For instance, Aebersold said, identification of hotspots in the portion of a protein known to be an interface for interactions with other proteins could suggest that mutations at these positions disrupt a protein complex in a specific way.

"We could look to see if a particular complex is perturbed as predicted [by the hotspot data], and if we could show experimentally that it is, then that could be a nice cancer biomarker," he said. "And then, of course, if [the hotspot] is at the interaction interface, it will involve other proteins, its binding partners, and so that is a very interesting angle to come at from the experimental side."

Such an approach could potentially be useful in analyzing in experiments like large-scale genome-wide association studies, as well, Aebersold said.

"You have these large GWAS studies where hundreds of thousands of people have been genotyped and then the genome variation is related to some complex disease phenotype, diabetes, for instance," he said.

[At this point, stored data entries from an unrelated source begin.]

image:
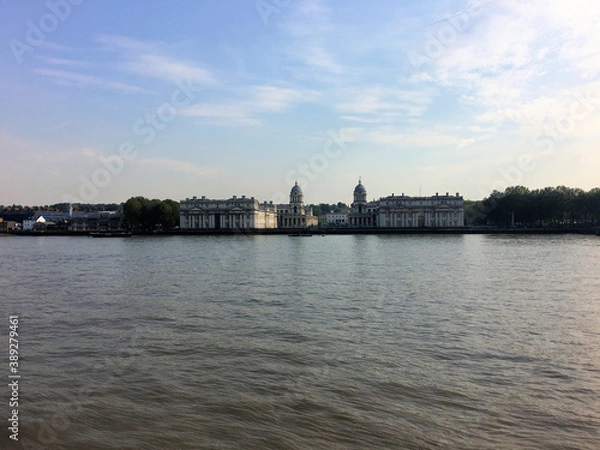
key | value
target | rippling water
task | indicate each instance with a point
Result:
(337, 342)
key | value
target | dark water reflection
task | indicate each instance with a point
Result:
(324, 342)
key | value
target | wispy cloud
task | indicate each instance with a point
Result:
(161, 67)
(63, 77)
(148, 59)
(73, 63)
(383, 103)
(251, 104)
(174, 165)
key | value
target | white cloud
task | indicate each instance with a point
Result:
(254, 101)
(155, 66)
(63, 77)
(383, 103)
(174, 165)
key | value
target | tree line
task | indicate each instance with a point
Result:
(559, 206)
(140, 213)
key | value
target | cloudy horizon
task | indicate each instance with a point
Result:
(104, 100)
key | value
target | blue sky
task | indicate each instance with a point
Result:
(104, 100)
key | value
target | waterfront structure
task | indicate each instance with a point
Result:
(337, 219)
(402, 211)
(295, 214)
(96, 221)
(226, 214)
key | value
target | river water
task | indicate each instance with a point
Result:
(277, 342)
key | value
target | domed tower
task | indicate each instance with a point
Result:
(360, 197)
(297, 200)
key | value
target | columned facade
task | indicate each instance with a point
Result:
(230, 214)
(401, 211)
(294, 214)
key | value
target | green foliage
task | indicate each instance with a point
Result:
(548, 207)
(143, 214)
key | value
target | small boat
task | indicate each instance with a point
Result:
(111, 234)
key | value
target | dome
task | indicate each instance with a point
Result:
(296, 189)
(360, 189)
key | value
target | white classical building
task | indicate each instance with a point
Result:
(402, 211)
(339, 219)
(294, 214)
(228, 214)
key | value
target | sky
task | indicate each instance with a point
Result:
(105, 100)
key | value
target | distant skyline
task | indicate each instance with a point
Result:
(102, 101)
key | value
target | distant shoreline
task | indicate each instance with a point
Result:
(326, 231)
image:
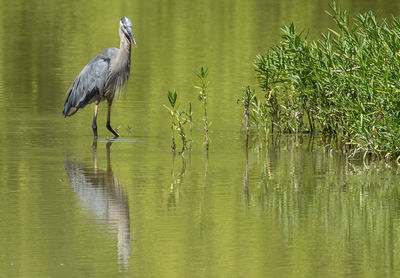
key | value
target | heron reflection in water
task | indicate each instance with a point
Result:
(103, 195)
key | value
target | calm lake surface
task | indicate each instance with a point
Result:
(129, 207)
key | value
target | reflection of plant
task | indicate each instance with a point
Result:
(202, 75)
(178, 119)
(176, 181)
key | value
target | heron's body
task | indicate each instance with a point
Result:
(102, 78)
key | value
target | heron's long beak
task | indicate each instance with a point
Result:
(131, 35)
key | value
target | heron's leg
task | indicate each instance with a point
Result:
(94, 124)
(108, 119)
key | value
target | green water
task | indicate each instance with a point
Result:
(129, 208)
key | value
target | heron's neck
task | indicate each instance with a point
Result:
(125, 46)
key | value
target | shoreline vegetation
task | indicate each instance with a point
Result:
(344, 86)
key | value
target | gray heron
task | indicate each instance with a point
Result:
(103, 77)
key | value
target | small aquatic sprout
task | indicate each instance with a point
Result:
(202, 75)
(248, 96)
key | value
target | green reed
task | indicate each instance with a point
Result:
(346, 84)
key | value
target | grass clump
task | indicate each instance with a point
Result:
(344, 85)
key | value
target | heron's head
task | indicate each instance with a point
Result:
(126, 27)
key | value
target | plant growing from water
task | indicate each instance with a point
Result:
(202, 75)
(247, 99)
(344, 85)
(178, 120)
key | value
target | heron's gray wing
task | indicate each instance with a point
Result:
(90, 82)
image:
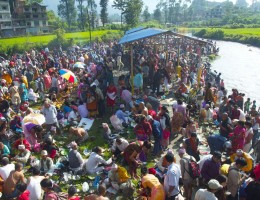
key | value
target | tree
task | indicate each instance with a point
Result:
(67, 11)
(32, 1)
(146, 14)
(133, 12)
(241, 3)
(120, 5)
(103, 11)
(82, 17)
(157, 15)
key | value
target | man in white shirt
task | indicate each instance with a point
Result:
(50, 113)
(73, 117)
(91, 166)
(171, 179)
(208, 194)
(119, 146)
(6, 168)
(75, 158)
(209, 113)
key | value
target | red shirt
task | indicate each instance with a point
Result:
(24, 196)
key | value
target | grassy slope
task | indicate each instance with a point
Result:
(44, 39)
(228, 31)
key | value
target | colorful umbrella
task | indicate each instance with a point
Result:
(68, 75)
(79, 65)
(38, 119)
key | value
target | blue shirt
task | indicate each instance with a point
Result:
(156, 129)
(121, 115)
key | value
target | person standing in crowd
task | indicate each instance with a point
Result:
(157, 135)
(171, 179)
(50, 113)
(188, 181)
(211, 167)
(111, 96)
(75, 159)
(235, 178)
(191, 145)
(208, 194)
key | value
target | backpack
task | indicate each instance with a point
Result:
(194, 169)
(60, 195)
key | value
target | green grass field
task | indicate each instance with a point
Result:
(79, 37)
(228, 31)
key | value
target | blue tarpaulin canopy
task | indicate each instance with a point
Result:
(140, 33)
(134, 30)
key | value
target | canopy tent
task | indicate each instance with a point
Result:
(155, 37)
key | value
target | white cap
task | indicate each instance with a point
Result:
(239, 152)
(21, 147)
(44, 153)
(149, 117)
(214, 184)
(114, 167)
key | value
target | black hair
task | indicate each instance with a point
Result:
(169, 157)
(144, 170)
(5, 161)
(36, 171)
(241, 161)
(165, 109)
(221, 178)
(46, 183)
(147, 144)
(193, 134)
(179, 101)
(96, 149)
(17, 166)
(72, 190)
(21, 187)
(38, 128)
(217, 154)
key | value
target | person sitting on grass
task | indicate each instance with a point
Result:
(213, 187)
(16, 176)
(72, 191)
(92, 165)
(119, 145)
(24, 193)
(23, 155)
(46, 163)
(75, 158)
(80, 133)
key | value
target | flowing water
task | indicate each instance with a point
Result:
(239, 65)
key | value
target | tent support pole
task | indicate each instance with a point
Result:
(132, 69)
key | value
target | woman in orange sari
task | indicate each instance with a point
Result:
(177, 122)
(92, 103)
(152, 184)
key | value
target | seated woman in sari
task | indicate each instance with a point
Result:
(177, 122)
(151, 184)
(92, 103)
(238, 137)
(143, 129)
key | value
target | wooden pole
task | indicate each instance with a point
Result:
(132, 69)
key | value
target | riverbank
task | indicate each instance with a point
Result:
(21, 44)
(249, 36)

But this has not been very high yield in the sense that the more people you add to these studies the more little peaks you find.

These peaks "clearly have a statistical role to play, but each one is minor and the more people you add the higher the number of these little peaks that come out," he added. "But you don't know from that alone how they are interacting, whether they work cumulatively, whether they somehow enhance each other. It could be that several of these minor peaks congregate at an [interaction] interface, or they might congregate in a particular metabolic pathway."

"I think that looking at proteins and mutational hotspots in proteins that have functional significances that can be biochemically explained is a promising way to go, and pretty much the only way to go if one wants to make sense of this massive amount of genomic data, because it is otherwise very hard to explain all these minor risk factors," he said.

Aebersold said his lab is now focused on using the software developed by Buljan to guide its protein complex work.

"We have been working very intensely at getting reliable methods to see between samples, say tumor and healthy tissue from the same individual, whether certain protein modules are reorganized," he said. "We now have such a method. We are just writing it up [for publication]. And we now want to use this [hotspot] tool to guide our focus to particular complexes."